Hi All,
I have been using Nutch 0.7.1 for some time (although I am certainly not an
expert) and am now in the process of switching over to Nutch 0.8. However, I
have ran into a couple of problems along the way and am hoping that those of
you who have been using nutch 0.8 for a while will take a quick look at what
I have done and see if you can figure why I am running into these problems.
Thanks ahead of time for any help you can offer!!
__________________________
The two problems I am having are essentially as follows (more detail
provided below):
1. So far I have been able to run a testcrawl using "bin/nutch crawl", but
when I go to my nutch searchpage (:8080) and try a search, I always get zero
results returned, even though I am able to open the index using Luke and
verify that there are approximately 200 documents and approximately 40,000
search terms in my index and there are no errors in the Tomcat logs.
2. I am unable to get through the whole-web crawl in the nutch-0.8 tutorial.
Specifically, I get stuck on the "bin/nutch invertlinks" step, where I get
the message:
Exception in thread "main" java.io.IOException: Job failed!
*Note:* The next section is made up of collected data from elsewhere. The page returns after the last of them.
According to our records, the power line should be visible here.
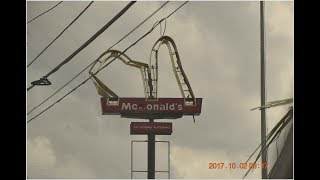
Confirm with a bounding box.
[27,1,94,68]
[27,1,137,91]
[27,1,169,115]
[27,1,188,124]
[109,1,169,50]
[27,1,63,24]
at org.apache.hadoop.mapred.JobClient.runJob(JobClient.java:342)
at org.apache.nutch.crawl.LinkDb.invert(LinkDb.java:203)
at org.apache.nutch.crawl.LinkDb.main(LinkDb.java:305)
_______________________________
** Details **
These are the steps I took to install nutch 0.8.
1. Downloaded Nutch 0.8 (dev)
I was previously using the release copy of nutch 0.7.1, so this was the
first time I had to build a release of nutch using ant. I downloaded ant and
then installed the current trunk of nutch 0.8 (thinking it would be more
stable than the nightly build). To do this I did the following from my home
directory:
$ svn checkout http://svn.apache.org/repos/asf/lucene/nutch/trunk
$ mv trunk nutch-8d
$ export ANT_HOME=/usr/local/ant/apache-ant-1.6.5
$ export PATH=${PATH}:${ANT_HOME}/bin
$ cd nutch-8d
$ ant
2. Compiled Nutch 0.8 war file and then replaced ROOT Tomcat directory
I then did the following from my nutch-8d directory:
$ ant war
$ mv /usr/local/jakarta-tomcat-4.1.31/webapps/ROOT /usr/local/jakarta-
tomcat-4.1.31/webapps/ROOT_nutch-0.7/
$ cp build/nutch-0.8-dev.war /usr/local/jakarta-tomcat-4.1.31
/webapps/ROOT.war
3. Tried first Nutch 0.8 crawl using the CrawlTool
I first created an urls file at ../nutch-8d/test/urls and then set the
crawl-urlfilter.txt file to allow essentially all URLs.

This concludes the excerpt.